4 years ago I called my mother on November 5th and cried on the phone to her. I was devastated that Bush made it to the Presidency. Again! I felt robbed, cheated, disillusioned. It was just another example of life smacking the crap out of my hopeful optimism. I asked her, "aren't you just devastated?" to which she replied, "no, the person I voted for won." Double whammy. The woman that I looked up to for her level headed thinking, life experience, and reason had voted for an idiot! I couldn't believe that she had listened to me campaign for Kerry the whole while planning to vote for Bush. In retrospect I gained another level of respect for my mother because she allowed me to spread my political wings without stifling my views. (But I was still irritated that she didn't let me know she didn't feel the same as me so that I could convince her that I was right!)

This year I did not harp to my mother about who she should vote for or why she shouldn't vote for the other. Mostly this was because I noticed a slow change in my mother's view. She began enjoying comedians like John Stewart, shows like The Colbert Report, and movies like Religulous. I did call once during early voting and when I found out that she had voted I asked who she had voted for. She coyly said, "who did you want me to vote for?" I said, "I want you to vote for who you think would be the best at leading our country" in a very sarcastic, humorous way. Again she said, "who do you think I voted for?" to which I said, "Obama".
She whispered into the phone that she had in fact voted for Obama, but that if anyone at the office found out she might be fired. She said this half jokingly and half seriously. I asked her what changed her mind from a lifetime of republican voting to vote for a young, black, democrat. I rattled off a list of issues that have been batted about during the campaign, but she said that there was only one reason that she voted for Obama. She believes that if elected president both Obama and McCain will not live through the first term and that Palin is too much of an idiot to be trusted with such a high-stakes position. Thank you Palin.

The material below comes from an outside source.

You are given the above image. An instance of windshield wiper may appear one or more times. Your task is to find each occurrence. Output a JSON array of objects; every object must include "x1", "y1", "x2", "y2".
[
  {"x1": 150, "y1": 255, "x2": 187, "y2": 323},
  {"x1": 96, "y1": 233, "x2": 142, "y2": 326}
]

This morning as I was driving to work and while I listened to all of the coverage of the post-election news I cried again. My tears were first from a sense of profound and overwhelming happiness that what I think is greatest about our country was illustrated by Obama's election. My tears were secondly from the dark, seizing fear that tightened the pit of my stomach. It was a wave of fear so profound that I almost had to pull over from the nausea. I am deathly afraid that some crazed hick from the sticks is going to harm Obama because of residual racist ideologies that are still rampant in places like rural Texas. I am not usually so religious, but lack the vocabulary to honor the spirits of the world so, I will use popular vernacular; please God, look over Obama and let him succeed where others have failed. Please bring the United States out of the downward spiral of hubris. Wishing you the best 4 years ever....Mel

1 comment:

Tammy Swart said...

No need to cry so much my child. Take it one day at a time and somehow... you'll be 45 years old and will have survived well.